Лукреция Борджиа. Эпоха и жизнь блестящей обольстительницы - Мария Беллончи
Шрифт:
Интервал:
Закладка:
Жертвой подобных иллюзий стал Альфонсо де Бисельи, вернувшийся во второй половине сентября из Неаполя. Вместе с давнишним фаворитом короля Ферранте, одним из Пигнателли, Альфонсо, объехав Рим стороной, едет прямо в Сполето, куда попадает к вечеру 19 сентября. Если в первые минуты встречи и существовала какая-то напряженность, то улыбка Лукреции рассеяла все тревоги; она вновь почувствовала себя защищенной, и это радостное состояние Лукреции передалось всем домочадцам. Весь сентябрь муж и жена были счастливы; они бродили из лоджии в лоджию, из одного внутреннего двора в другой, скакали верхом по окрестностям, и вечерами звуки труб и стук копыт галопирующих лошадей возвещал об возвращении молодых, усталых и готовых насладиться отдыхом.

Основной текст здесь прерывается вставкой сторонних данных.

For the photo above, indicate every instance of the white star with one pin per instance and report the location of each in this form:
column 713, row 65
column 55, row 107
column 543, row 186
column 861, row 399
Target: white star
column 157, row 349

В это же самое время папа наконец-то определил точные границы будущих владений Борджиа – Романьи и, кроме того, составил буллу, провозгласившую, что владельцы Пезаро, Имолы, Форли, Фаэнцы и Урбино лишаются документов на право собственности, поскольку оказались не в состоянии вносить регулярную плату за собственность в папскую казну. Сразу же после опубликования буллы Чезаре, ждавший этого сигнала, привел армию, усиленную за счет французских частей, в боевую готовность и двинулся из Милана в Романью.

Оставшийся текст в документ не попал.